Heuer Autavia Calibre 02 CBE2110


----------



## Eaglegale (Jan 31, 2020)

Tiger Woods Professional Golf Watch. I don't play golf...


----------



## Hammertime1984 (Feb 10, 2021)

Hi all, I have a Tag F1 that i bought from a high street retailer so i'm fairly confident it is genuine. I'm trying to sell and have entered the serial number into the TAG website but it doesnt come back with anything. Does this mean it wasnt registered by the previous owner or does it mean it's definitely a fake? I would add images but not sure how to.


----------



## Bricey (Apr 7, 2021)

I'm a plain and simple guy, so I love the classic simplicity of my Carrera


----------



## Bonzodog (Aug 29, 2018)




----------



## johnbaz (Jan 30, 2005)

Hi all

Unsure if I should add this as it's not actually a watch!
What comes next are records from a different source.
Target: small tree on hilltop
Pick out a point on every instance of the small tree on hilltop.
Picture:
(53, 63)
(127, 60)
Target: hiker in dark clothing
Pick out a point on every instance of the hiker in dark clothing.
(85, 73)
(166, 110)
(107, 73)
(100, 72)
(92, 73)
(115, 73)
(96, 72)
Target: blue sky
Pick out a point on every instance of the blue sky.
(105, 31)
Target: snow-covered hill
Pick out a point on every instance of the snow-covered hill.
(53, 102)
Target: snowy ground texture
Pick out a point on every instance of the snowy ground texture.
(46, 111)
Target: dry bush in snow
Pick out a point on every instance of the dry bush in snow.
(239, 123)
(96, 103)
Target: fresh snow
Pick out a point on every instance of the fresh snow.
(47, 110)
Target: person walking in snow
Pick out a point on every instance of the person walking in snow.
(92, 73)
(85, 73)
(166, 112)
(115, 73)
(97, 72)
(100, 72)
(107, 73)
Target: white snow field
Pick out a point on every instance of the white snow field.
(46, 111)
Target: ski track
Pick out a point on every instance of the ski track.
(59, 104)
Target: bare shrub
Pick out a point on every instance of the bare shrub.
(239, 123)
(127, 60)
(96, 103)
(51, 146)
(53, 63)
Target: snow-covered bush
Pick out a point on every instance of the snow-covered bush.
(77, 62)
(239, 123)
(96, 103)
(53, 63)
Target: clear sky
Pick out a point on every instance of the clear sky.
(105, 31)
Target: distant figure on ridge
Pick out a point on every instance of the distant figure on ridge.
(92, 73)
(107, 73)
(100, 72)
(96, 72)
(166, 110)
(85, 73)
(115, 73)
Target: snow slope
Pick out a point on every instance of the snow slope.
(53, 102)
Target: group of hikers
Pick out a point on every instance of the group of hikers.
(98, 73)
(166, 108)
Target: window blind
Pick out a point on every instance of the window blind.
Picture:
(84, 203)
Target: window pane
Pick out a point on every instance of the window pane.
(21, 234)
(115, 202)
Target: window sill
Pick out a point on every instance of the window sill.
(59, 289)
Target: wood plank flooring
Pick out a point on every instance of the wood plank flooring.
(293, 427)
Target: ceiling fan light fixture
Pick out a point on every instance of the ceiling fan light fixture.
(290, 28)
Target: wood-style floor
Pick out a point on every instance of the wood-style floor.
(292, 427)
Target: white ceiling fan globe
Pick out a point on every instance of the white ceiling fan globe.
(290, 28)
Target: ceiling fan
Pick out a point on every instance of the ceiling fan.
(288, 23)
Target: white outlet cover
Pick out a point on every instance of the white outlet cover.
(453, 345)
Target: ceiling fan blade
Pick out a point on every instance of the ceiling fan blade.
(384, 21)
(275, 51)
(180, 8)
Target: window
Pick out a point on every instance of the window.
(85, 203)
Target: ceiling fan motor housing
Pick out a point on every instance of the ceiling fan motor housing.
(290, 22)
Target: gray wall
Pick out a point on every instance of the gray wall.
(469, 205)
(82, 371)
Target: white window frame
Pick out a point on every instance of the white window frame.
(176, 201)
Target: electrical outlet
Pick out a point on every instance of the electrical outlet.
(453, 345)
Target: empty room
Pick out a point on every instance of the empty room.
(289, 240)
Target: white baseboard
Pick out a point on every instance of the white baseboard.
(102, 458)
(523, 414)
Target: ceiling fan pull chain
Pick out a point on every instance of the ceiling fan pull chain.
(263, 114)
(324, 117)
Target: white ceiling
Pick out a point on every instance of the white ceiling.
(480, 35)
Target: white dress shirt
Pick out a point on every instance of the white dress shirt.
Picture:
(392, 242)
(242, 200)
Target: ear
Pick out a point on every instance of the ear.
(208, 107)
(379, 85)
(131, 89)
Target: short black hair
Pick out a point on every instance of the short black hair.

It is however a timekeeper so here goes!

















It actually fell off the shelf on my PC desk, All the hands came off, I think there was a second hand that fell through in to another dimension as it was never found, I reintated the other hands ok, Could be that it had one of those blanking caps, I really can't recall!

Anyhow, It does still work although i've removed the battery as it's not used and don't want a leak happening and destroying the movement!!

John


----------



## Bonzodog (Aug 29, 2018)




----------



## Mechanical Alarm (Oct 18, 2010)

In case you haven't heard about my most recent purchase...










The Heuer Mikrograph 100th Anniversary of their 1/100th second COSC Certified Chronometer.


----------



## Mechanical Alarm (Oct 18, 2010)

Eaglegale said:


> Tiger Woods Professional Golf Watch. I don't play golf...


 Didja steal it from him?!


----------



## Hastie73 (Oct 28, 2020)




----------



## Alex_225 (Aug 15, 2021)

TAG was the first brand of watch that really took my interest. Not the peak of luxury watches but just one I've always liked.

The Links I bought from Watchfinder along with the F1 on the far right, the other two I have had from new.










The Aquaracer is my favourite though, it's mechanical where the others are quartz and that gives it a big tick for me. Plus I love this style of divers watch.


----------



## Doolittle (Mar 4, 2017)

Love the Autavia. Lots of heritage and details. BUT it features the bracelet with a "quick release" mechanism that's anything BUT "quick", let alone easy!! Experiences anyone??


----------